For several years, the federal government has provided grants of about $1 million or so to collaboratives because such groups have a greater impact in a region and increase the economy of scale. For example, a group of seven Mississippi CHCs formed a collaborative called Mississippi HealthSafeNet to focus on capturing Health Center Controlled Network (HCCN) grants funding health information technology.  This network of CHCs applied for and received multiple HCCN grants and shared several million in funding.  There most recent technology grant was $1.4 million that helped them start their own network data center.
The government isn’t the only source for money, though. Private foundations and corporations continue to provide funding for savvy organizations who know where to look and how to ask. Typically, private foundations or donors don’t give as much as the government, but they also don’t have as many stiff requirements and may provide funding more quickly. One of the best places to find private or foundation funding is www.foundationcenter.org/, which regularly posts contact information on any number of private foundations, endowments, and other donors.

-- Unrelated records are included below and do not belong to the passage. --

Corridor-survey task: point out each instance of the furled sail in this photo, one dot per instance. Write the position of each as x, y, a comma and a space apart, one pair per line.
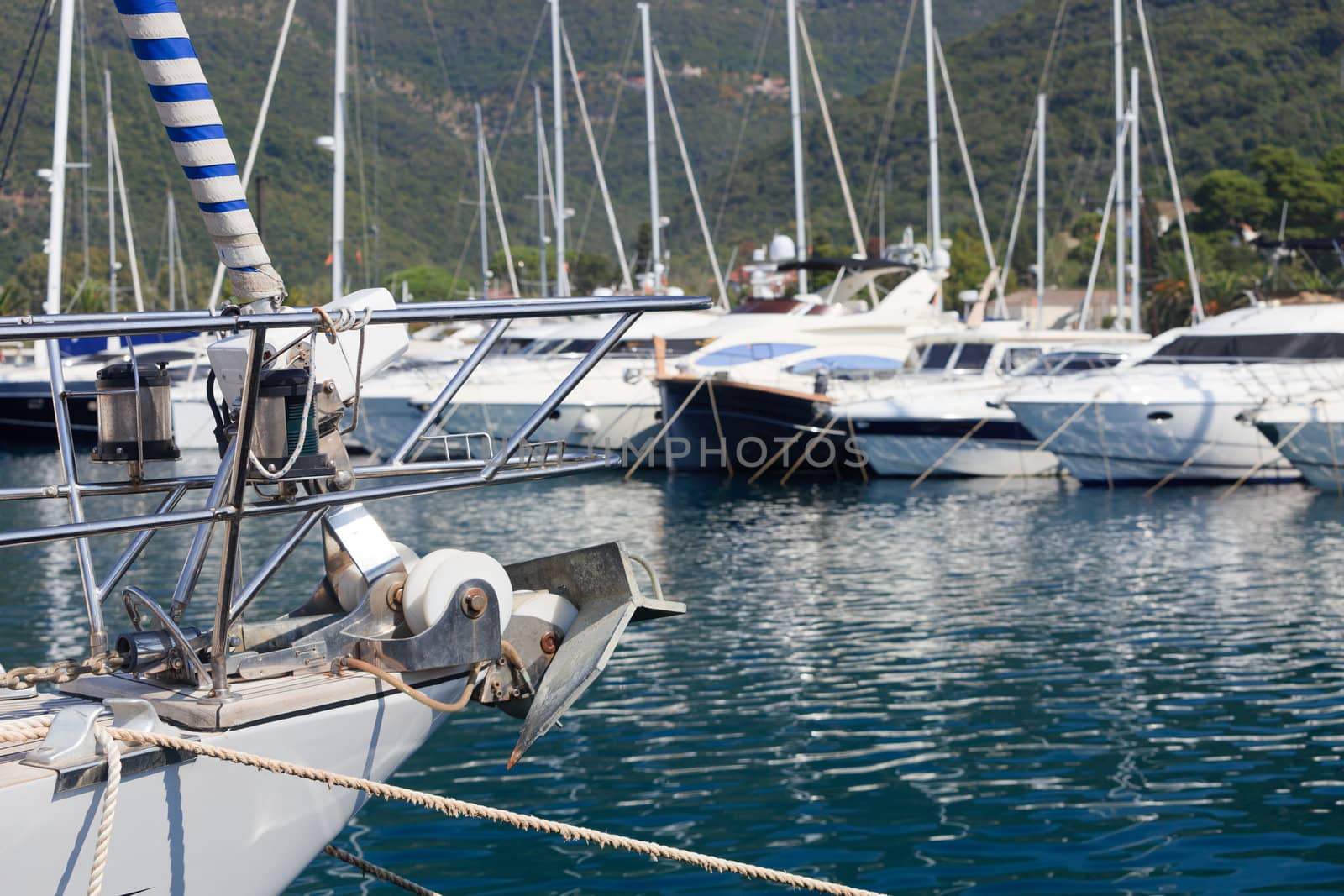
188, 114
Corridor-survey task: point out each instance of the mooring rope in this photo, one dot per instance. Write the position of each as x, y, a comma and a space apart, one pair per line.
31, 730
948, 453
1263, 461
108, 812
1050, 438
378, 871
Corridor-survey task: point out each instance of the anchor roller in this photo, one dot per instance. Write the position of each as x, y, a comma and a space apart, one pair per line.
134, 414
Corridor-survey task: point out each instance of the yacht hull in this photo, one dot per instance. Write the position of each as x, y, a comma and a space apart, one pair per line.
1116, 443
208, 826
1316, 452
911, 448
26, 412
609, 427
759, 427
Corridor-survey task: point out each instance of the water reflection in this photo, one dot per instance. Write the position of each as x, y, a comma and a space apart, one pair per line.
958, 688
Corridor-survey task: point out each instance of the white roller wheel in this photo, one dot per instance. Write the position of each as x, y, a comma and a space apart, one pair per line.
407, 553
436, 579
548, 607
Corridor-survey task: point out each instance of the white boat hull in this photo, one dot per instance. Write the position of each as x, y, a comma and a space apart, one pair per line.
911, 456
1144, 443
1316, 450
207, 826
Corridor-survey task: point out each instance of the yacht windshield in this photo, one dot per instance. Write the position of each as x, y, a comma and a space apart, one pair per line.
748, 352
1250, 347
936, 358
974, 356
848, 367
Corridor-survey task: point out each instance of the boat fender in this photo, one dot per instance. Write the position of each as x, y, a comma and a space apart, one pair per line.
548, 607
351, 586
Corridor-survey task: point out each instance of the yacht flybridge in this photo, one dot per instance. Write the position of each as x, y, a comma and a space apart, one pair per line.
367, 661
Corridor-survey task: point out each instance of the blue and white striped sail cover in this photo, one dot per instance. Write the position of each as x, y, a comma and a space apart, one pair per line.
187, 110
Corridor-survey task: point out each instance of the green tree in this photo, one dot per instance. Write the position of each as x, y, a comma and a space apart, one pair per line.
427, 284
1312, 201
1229, 197
968, 265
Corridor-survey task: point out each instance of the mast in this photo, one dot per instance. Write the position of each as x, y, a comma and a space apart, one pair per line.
51, 305
1119, 27
651, 118
1041, 208
1160, 109
112, 194
800, 211
1135, 203
339, 150
562, 277
480, 203
934, 199
541, 179
84, 139
172, 248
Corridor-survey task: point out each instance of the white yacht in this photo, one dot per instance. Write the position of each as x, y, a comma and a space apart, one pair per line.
617, 405
947, 416
779, 382
1175, 412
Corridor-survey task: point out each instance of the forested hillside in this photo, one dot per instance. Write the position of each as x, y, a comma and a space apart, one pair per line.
1236, 76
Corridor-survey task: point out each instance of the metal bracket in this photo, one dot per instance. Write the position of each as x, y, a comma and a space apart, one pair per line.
600, 582
73, 752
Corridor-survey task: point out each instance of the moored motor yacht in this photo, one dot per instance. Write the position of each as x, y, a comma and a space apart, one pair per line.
948, 417
617, 406
1310, 434
1175, 412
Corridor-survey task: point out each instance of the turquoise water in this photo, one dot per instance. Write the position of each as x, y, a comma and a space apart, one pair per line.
945, 691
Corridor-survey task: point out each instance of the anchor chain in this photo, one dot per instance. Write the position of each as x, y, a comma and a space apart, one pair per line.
60, 671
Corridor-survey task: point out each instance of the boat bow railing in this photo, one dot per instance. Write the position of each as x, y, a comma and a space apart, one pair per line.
515, 459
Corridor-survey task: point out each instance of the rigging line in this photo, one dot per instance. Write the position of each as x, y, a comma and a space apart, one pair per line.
690, 181
522, 80
360, 145
611, 128
746, 120
499, 219
24, 103
1042, 86
217, 286
880, 156
467, 155
44, 15
965, 163
835, 147
370, 29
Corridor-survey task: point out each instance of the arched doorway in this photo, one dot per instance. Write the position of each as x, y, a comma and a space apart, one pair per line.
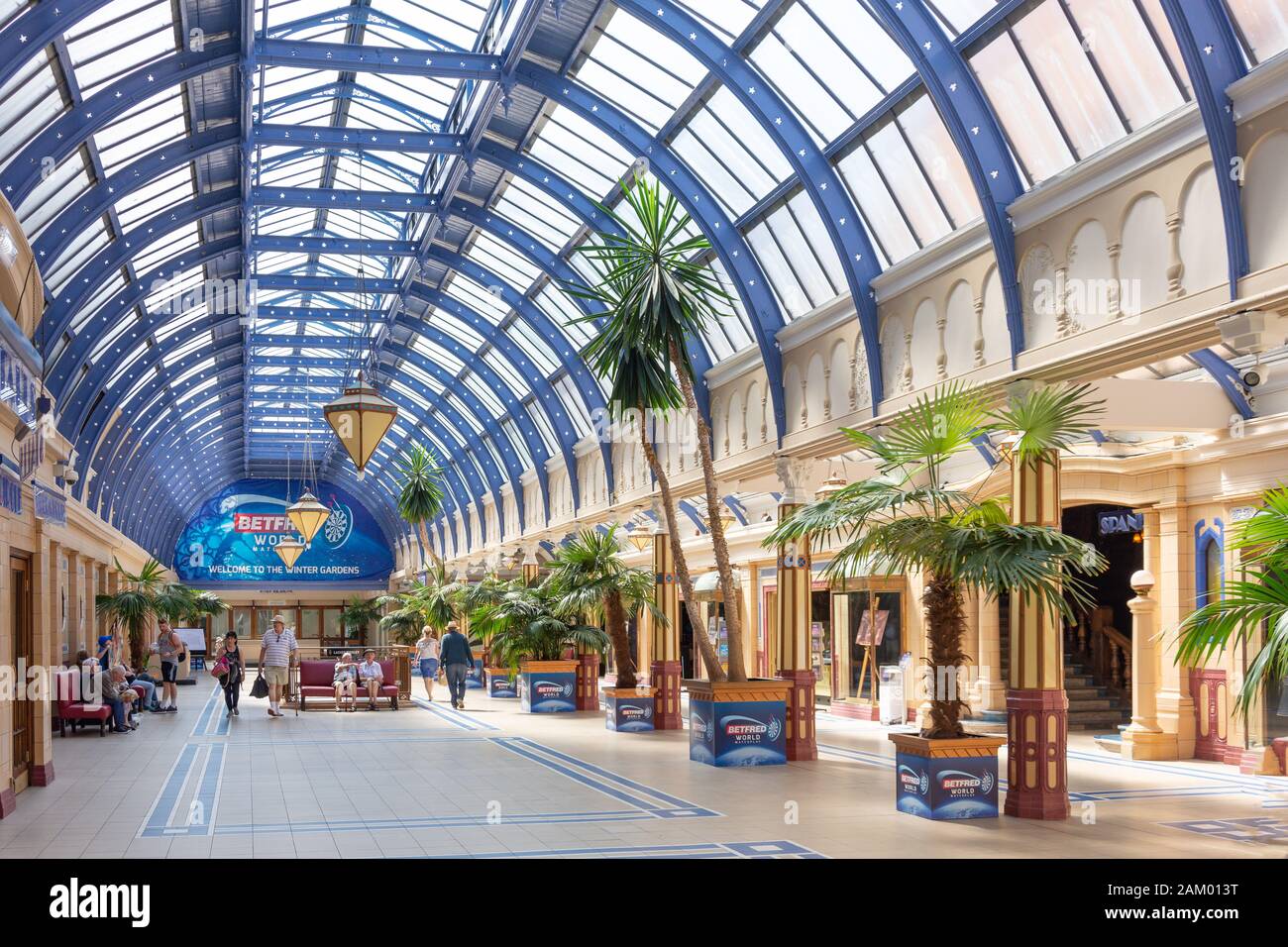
1098, 646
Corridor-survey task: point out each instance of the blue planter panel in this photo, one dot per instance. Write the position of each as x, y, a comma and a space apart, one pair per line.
738, 733
548, 692
629, 714
945, 788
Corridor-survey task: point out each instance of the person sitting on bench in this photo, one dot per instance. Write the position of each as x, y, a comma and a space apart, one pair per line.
372, 677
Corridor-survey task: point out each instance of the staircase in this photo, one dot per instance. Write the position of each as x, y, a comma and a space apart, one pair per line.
1091, 706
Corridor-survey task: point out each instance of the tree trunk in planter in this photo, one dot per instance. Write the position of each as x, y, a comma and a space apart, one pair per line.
945, 624
622, 657
733, 617
682, 567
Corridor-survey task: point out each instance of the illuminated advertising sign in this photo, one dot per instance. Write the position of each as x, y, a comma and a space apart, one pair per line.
233, 536
548, 692
737, 733
631, 714
945, 788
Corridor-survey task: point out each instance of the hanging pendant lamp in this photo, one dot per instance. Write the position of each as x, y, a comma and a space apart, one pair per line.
361, 418
288, 551
308, 515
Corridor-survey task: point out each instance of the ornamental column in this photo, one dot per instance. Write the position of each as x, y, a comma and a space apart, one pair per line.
1037, 709
665, 668
1144, 738
795, 579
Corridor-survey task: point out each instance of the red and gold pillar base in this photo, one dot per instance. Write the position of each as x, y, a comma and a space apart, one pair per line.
802, 742
665, 676
588, 682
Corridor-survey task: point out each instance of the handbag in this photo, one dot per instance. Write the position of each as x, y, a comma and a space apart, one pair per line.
259, 688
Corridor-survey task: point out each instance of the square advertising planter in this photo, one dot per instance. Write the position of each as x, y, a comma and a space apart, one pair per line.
629, 709
738, 724
945, 779
501, 684
475, 677
548, 686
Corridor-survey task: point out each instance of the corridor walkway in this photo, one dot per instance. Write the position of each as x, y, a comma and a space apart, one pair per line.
490, 781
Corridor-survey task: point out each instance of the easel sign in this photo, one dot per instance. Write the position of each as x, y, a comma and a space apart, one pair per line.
870, 637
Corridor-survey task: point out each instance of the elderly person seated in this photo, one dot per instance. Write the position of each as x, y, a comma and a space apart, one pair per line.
111, 689
346, 682
372, 676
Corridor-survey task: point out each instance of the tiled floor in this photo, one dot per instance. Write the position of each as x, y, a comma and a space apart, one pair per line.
430, 781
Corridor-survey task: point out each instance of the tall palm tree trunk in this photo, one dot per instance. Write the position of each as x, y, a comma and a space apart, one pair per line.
945, 624
616, 620
709, 659
733, 611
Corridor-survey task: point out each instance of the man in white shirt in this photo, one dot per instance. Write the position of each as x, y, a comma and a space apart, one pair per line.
372, 676
277, 655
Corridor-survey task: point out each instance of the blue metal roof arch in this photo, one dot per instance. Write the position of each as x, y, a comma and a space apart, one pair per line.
1214, 59
739, 262
829, 196
102, 196
67, 133
971, 123
89, 278
64, 371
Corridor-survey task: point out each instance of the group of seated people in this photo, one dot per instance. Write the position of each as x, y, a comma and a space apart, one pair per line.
106, 680
349, 674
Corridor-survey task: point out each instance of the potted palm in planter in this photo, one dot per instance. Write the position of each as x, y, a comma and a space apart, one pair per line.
420, 493
910, 519
590, 579
1250, 611
527, 630
657, 294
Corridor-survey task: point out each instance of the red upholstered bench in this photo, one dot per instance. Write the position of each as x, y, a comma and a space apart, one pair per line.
75, 711
317, 680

Third, look to your community as a funding network. It may require a little more work, but networking in your community has the potential to pay major dividends both financially and with respect to building community ties. Approach your local hospital and educated them about the savings that can be achieved by funneling non-emergency cases from their emergency department to your health clinic. Look for other big employers in your town like Wal-Mart and make sure they understand the services you provided to keep their community and their workers healthy and productive. Make sure they understand the cost benefit and ask them to share in the cost. Support from these local businesses could be anything from donations to actually providing onsite space to conduct clinics for employees. By developing a community funding network, you immediately have the benefit of a ready source of funding and volunteers to assist in supporting  your financial needs.  Keeping the community healthy and well is an economic investment!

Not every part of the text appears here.